やっと神奈子たちの話も終わり、先に諏訪子と話していたお出迎えの人の所に近づいて行った。既に諏訪子との話も終わっていて、更なる待ち時間を喰わされていたお出迎えの一人(実は二人いた)は少々脱力していた。
「悪い、待たせたね・・・って、何だい、文に椛じゃないか」
そう、隠れ里の入り口で待っていたのは、前に少し出てきた幻想郷一の新聞記者(自称)・射命丸 文と、若くして狗賓衆の筆頭に選ばれた、文の直属の部下、努力の白狼天狗・犬走 椛だった。
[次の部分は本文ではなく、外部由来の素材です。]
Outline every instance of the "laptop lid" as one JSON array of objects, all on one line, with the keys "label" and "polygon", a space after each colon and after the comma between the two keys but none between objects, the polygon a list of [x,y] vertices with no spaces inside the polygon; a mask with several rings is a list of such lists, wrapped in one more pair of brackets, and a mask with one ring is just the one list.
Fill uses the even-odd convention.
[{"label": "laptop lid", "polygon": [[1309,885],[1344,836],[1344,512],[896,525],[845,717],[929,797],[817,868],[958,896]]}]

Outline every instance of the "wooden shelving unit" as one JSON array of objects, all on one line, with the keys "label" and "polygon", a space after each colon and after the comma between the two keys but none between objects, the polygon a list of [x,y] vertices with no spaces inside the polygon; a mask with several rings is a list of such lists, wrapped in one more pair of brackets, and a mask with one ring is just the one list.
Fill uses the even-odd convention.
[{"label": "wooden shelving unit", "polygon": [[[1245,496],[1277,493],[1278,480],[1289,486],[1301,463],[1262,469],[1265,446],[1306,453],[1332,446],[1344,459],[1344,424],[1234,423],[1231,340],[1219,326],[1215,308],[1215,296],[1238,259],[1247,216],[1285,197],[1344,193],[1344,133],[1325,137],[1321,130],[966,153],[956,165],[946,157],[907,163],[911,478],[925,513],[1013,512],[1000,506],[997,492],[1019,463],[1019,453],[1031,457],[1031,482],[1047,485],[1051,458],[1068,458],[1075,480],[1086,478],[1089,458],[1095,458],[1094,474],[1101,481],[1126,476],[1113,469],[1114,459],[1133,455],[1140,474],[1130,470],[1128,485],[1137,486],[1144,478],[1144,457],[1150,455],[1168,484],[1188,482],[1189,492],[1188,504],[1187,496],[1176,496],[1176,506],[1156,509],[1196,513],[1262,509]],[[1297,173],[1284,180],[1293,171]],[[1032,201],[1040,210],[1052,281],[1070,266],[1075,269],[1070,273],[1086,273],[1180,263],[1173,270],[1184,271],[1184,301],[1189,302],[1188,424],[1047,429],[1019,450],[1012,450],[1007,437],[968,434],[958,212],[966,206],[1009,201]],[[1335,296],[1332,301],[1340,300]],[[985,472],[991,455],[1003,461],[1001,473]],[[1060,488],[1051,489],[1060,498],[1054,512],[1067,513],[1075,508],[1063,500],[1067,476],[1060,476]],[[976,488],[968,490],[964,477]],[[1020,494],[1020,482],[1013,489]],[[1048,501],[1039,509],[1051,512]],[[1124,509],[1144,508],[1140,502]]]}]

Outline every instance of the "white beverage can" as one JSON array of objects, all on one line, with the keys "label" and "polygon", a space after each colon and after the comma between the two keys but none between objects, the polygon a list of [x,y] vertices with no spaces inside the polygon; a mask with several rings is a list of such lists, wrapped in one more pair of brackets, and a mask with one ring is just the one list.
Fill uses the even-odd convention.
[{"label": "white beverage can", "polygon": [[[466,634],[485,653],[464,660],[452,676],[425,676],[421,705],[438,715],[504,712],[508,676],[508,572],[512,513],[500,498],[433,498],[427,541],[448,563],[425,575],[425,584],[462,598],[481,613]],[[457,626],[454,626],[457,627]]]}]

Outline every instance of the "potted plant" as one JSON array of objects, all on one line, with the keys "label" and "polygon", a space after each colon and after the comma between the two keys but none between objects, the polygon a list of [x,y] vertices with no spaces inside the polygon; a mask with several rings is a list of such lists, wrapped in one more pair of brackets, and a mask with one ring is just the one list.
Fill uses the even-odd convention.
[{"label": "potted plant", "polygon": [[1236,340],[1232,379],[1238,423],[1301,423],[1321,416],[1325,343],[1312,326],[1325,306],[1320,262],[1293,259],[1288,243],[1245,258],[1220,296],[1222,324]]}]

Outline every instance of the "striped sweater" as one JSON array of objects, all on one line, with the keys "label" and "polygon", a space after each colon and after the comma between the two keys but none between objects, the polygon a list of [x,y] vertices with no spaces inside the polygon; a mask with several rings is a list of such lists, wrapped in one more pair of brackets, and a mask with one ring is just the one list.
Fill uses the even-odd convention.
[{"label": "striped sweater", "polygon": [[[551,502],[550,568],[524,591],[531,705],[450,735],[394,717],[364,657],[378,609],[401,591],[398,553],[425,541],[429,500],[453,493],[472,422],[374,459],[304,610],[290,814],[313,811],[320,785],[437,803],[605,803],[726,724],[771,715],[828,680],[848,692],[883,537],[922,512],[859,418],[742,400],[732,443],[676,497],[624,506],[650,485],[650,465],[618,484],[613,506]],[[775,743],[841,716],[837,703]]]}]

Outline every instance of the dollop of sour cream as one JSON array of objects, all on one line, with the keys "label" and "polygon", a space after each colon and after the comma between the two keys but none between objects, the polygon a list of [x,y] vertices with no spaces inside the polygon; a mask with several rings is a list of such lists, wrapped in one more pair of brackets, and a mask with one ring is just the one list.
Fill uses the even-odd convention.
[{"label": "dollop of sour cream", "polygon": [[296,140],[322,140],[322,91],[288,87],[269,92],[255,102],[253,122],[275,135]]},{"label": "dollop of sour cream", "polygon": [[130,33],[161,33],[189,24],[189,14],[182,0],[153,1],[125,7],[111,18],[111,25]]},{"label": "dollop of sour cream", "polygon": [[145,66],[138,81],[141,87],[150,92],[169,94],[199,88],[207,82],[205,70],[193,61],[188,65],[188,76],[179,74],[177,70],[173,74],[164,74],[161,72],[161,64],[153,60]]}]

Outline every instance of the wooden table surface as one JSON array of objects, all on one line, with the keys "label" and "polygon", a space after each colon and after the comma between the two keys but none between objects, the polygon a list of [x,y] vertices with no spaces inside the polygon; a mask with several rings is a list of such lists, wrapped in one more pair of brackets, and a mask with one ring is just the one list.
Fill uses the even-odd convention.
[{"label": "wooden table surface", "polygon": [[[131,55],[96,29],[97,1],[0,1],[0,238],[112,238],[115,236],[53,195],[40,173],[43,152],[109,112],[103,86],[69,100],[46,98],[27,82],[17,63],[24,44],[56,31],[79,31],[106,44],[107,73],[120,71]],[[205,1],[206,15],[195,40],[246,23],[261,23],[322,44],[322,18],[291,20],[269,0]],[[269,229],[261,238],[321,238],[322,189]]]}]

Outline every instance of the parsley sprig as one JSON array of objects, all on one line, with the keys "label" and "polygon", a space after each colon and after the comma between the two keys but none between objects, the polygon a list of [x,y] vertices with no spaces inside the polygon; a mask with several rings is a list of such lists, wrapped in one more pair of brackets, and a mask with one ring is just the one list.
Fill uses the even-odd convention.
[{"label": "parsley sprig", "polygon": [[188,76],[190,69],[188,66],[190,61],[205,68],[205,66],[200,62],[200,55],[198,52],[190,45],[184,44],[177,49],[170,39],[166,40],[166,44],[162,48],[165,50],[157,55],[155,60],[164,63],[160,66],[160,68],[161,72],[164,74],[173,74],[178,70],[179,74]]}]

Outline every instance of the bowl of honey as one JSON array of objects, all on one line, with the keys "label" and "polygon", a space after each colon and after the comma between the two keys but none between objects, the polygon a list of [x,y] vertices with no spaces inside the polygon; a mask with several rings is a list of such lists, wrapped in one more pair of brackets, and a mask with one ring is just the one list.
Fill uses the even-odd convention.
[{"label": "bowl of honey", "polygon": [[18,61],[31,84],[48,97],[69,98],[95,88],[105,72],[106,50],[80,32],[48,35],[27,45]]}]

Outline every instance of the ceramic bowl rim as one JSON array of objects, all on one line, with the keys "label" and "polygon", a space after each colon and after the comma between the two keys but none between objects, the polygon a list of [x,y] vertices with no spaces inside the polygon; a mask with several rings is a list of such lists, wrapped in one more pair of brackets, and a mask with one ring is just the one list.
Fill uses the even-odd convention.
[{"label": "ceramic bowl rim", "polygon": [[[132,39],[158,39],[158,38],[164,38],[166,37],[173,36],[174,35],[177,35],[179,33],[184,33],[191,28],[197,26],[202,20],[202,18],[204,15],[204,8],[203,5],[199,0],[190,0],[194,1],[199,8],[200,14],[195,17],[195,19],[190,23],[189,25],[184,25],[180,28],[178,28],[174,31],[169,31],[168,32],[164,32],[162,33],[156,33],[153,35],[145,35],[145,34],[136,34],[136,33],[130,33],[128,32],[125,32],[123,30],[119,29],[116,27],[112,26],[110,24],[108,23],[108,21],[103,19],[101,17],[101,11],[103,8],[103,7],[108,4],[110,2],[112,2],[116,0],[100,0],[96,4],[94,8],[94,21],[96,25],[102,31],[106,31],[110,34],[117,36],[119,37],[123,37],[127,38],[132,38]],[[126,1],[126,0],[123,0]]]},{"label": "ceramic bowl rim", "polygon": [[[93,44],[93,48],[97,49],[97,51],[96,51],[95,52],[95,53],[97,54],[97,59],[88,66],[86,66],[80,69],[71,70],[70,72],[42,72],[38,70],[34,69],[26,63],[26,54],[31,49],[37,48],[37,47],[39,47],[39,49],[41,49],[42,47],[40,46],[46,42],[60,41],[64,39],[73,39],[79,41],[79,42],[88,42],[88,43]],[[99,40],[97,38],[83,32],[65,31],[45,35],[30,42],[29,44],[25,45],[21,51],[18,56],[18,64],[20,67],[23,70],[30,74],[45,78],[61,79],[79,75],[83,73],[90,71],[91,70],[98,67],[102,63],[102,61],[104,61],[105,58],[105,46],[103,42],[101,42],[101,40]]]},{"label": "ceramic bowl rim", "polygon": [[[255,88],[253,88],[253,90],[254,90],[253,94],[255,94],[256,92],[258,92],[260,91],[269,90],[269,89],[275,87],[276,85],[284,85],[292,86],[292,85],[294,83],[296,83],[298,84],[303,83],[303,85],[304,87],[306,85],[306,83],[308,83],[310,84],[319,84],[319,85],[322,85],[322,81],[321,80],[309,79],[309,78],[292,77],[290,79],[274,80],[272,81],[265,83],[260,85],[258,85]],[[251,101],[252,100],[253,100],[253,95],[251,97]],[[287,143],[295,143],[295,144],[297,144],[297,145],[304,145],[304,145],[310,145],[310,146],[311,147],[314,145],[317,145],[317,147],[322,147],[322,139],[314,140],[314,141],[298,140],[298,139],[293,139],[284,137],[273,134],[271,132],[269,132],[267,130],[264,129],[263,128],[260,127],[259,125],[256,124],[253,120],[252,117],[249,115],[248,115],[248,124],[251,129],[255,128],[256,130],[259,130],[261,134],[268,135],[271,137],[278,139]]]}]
結構長い時間まっていたのだろう、文の顔には疲れが色濃く見て取れた。椛のほうはいたって普通に見える。これが、職務に対する姿勢の違いか。
「・・・失礼を承知で言わせてもらいますが、あなたがたは話が長すぎます」
神奈子を前にして文は開口一番そう毒づいた
「こんにちは!!神奈子様。ようこそいらっしゃいました」
椛は満面の笑顔でハキハキと挨拶した。
「悪かったって、自分でも悪い癖だと思ってるけど、なかなか治らないんだよ。それより椛、御影からの報告で聞いたけど、狗賓衆の筆頭になったんだって?」
ブーブー言う文(射命丸って書くのが面倒だから、こっからは文で統一するよ)を適当にあしらい、神奈子は椛のほうを見ながら言った。
「はいっ!!先ほど諏訪子様から激励のお言葉をいただきました」
「激励ってほど大袈裟なものでもないんだけどね。もみちゃんぐらいの年で筆頭になるのは、天狗たちの中でもかなり異例なことらしいから、期待に応えられるように頑張らないとねって」
諏訪子は椛に後ろから抱きつきながら、自分よりも背の高い椛の頭をなでた。
「はいっ!頑張ります!!」
椛はくすぐったそうに、気持ち良さそうに目を細めながら、声だけははっきりと大きく返事をした。この一連のやり取りだけで、椛が良い子であることが分かる。
「だから話が長いんですって。こっちは私たちの頭領を待たせているんですから、いい加減空気を読んでください」
文は両手を挙げて降参のポーズをとりながら、勘弁してくれといった感じに溜息をついた。
「相変わらず気持ちの良い物言いだね。わかった。今からちゃんとするよ」
そう言うと、神奈子は改めて今回の来訪の目的を話した。
「突然の訪問すまない。今回は天魔に話しておきたいことと、頼みたいことがあって来た。それと・・・青!」
そこまで言うと神奈子はまた今までのやり取りをポカーンと見つめていた青蛙神を自分の所に呼んだ。
「あっ、はいっ」
呆けていた青蛙神は慌てて神奈子の傍まで駆けて行った。・・・これは青蛙神が幻想郷の空気に慣れるのにはしばらく時間がかかりそうだね・・・。
「先に二人には紹介しておこう。この娘は青蛙神。今日顕界からこっちへ来た・・・いや、連れてこられた娘だよ。あのスキマ妖怪にね」
神奈子は青蛙神の背中を軽く押して自己紹介を促した。